High Performance Thermal Soaring

This DVD begins with the importance of weather and the ability to gauge weather when thermal soaring, this is clearly demonstrated with diagrams and shows how weather can affect the formation of thermals and there size. Gauging of weather forecasts is demonstrated by using information from websites and the ability to use these forecasts to choose the best times to thermal soar. The explanation of ground signs when thermal flying is excellent it explains the signs on the ground when thermals pass through a flying site. This DVD shows the importance of flight modes, the ability to change settings when soaring to allow for different flying conditions including a minimum sink setting flight mode when thermal soaring and the need for speed setting when returning from downwind. Trim settings and there needs when thermal soaring and also other trim settings are demonstrated. CG settings and the affect they have on the models performance and setups required, it explains how to set the CG effectively on high performance sailplanes and to adjust the radio for CG setups. This DVD covers the need for efficient flying, bank angles and the increase of drag that occurs with bank angles and the reduction in efficiency resulting in poor flight times; and the need for smooth efficient flying. All thermal soaring topics are well covered.
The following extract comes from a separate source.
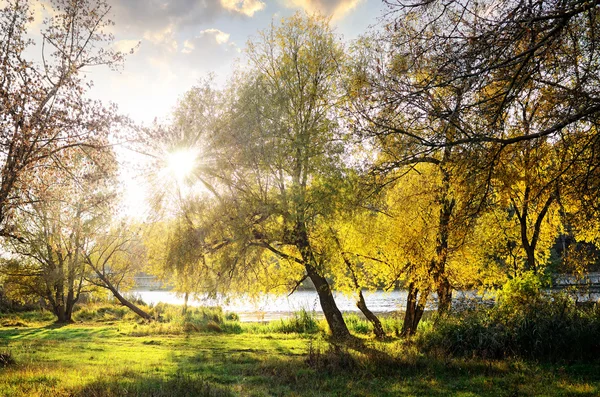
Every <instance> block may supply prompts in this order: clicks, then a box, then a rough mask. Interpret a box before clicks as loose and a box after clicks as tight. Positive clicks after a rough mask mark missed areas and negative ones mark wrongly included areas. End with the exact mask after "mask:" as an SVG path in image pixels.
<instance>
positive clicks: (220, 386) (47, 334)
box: [0, 309, 600, 397]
Next up is David Hobby and he explains how he thermal soars, the techniques, the way the model reacts in lift by using a small model to demonstrate the model reactions in different conditions. David Hobby explains how to thermal downwind but his main demonstrations are based on the importance of staying in the core of the thermal when thermal soaring. Tactical and other information are also covered by David, in essence he tells you how to thermal soar and the way he does it. There is much more to this DVD, an informative well explained look at high performance thermal soaring.